A Winch for Reinforcement Learning


Reinforcement Learning Pain When Training a Real Robot

Reinforcement learning often takes thousands, or hundreds of thousands of episodes before the neural network is trained well enough to accomplish a task. We are getting better at methods to reduce the number of episodes, but for now its still a laborious process. When working with a real robot (vs a simulation), the robot must be reset in between each episode. This usually involves picking up a fallen robot, or moving a robot back to a specific position, so it can try again.
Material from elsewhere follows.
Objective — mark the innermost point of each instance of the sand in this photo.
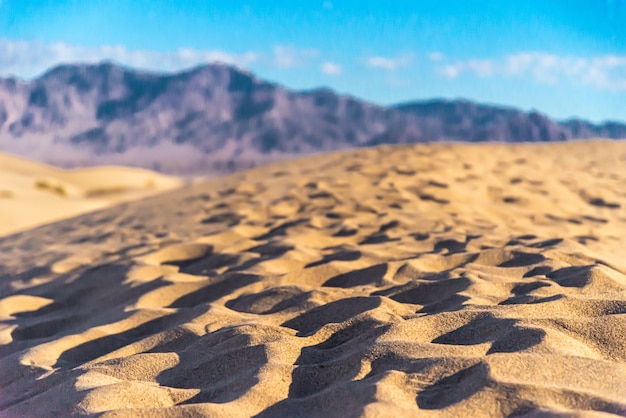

Even if we put aside the damage that can happen to an untrained robot during these episodes, the process of repeatedly setting up the robot for each episode is tremendously time consuming.

The Fantasy

The fantasy solution is that I’m off on vacation while my robot is training itself, 24/7, without any need of a human to help it. I figured it was worth trying to make this fantasy come true. So here is that adventure.

The Winch

I built a winch for Beaker, my two-wheeled balancing robot. The winch had two main jobs, equally important:

  1. Protect the balancing robot so when it falls, it does not fall all the way down.
  2. Reset the robot for the next episode.

Quick Note on Beaker and The Winch communication

The robot (Beaker) has a raspberry Pi running Tensorflow, and an Arduino for low-level commands to the hardware. When an episode is complete, events are as follows:

  1. The Raspberry Pi tells the Arduino to issue a wireless command to the winch: “Reset me, please!”
  2. The winch lifts Beaker in the air, waits a moment, then slowly places Beaker back down on the ground. At this point Beaker is completely upright, wheels barely touching the ground.
  3. Once Beaker is reset, the winch says, “You are all good, try again!”
  4. Beaker tells the winch, “give me slack!”, and then immediately starts the episode, trying to balance.
  5. Eventually the episode ends, with Beaker falling, or the episode timing out if Beaker balances long enough. At this point, goto step 1.



I’ll talk about each component:

  1. Arduino: Standard Uno. I used it because I had a spare one laying around. Could have been anything.
  2. Circuitry: Going to talk about what’s in the box below. In brief it houses the receiver and motor controller.
  3. Nema 23 Stepper Motor: I started with a stepper because originally I thought I could dead-recon how much I needed to lift. As in, I thought I could measure how much I needed to lift the robot, record that, and just lift that same amount each time. This was silly of me. Though I’d already purchased the motor, so its what I used. More on this below.
  4. Pulley: Yeah, its a pulley. The cable is a nylon cable that’s really strong and not elastic.
  5. 5kg Load Cell: This is how I solved the problem of knowing when to stop lifting, and when the robot was safely back on the ground.
  6. Pulley’s hanging off Load Cell: This is how I transferred the weight from the main drive shaft to the load cell.

The Circuitry


  1. Load Cell Circuit. This came with the load cell. Simple to hook up. There are lots of tutorials out there.
  2. Recceiver. These little cheap transceivers are fantastic.
  3. Motor Driver.

Power Supply

I wanted a single power supply to power: Beaker and the Winch. So I purchased a 12 V, 5Amp power supply. For the Winch, the power supply went directly into the motor driver, and split off to go directly to the Arduino Uno. (12V is the upper limit for the Uno)

Why A Load Cell?

The winch must know when to stop lifting, and once the robot is in the air, it must know when to stop lowering. There are lots of ways I could have done this. External cameras, switches, scales on the floor, sensors on the robot, etc… I went with a load cell because:

  1. It’s very easily adaptable to other robots. Just enter the robots weight into a constant and you are done.
  2. Easier than alternatives, and works just as well. A camera, or a switch, or something else would have worked, but the load cell works just as well, and is so easy to set up.

The Code

The code is here. It’s pretty straightforward. If you have any questions about it, ask me 🙂


Ultimately I never got Beaker training via tabula rasa reinforcement learning, using the winch 😦 The reason I believe this is the case, is that even though the winch was good at its job, when it set Beaker back down on the ground, there was a bit too much variation on Beaker’s position at the start of the episodes. I believe given enough episodes Beaker would have learned to balance using this setup.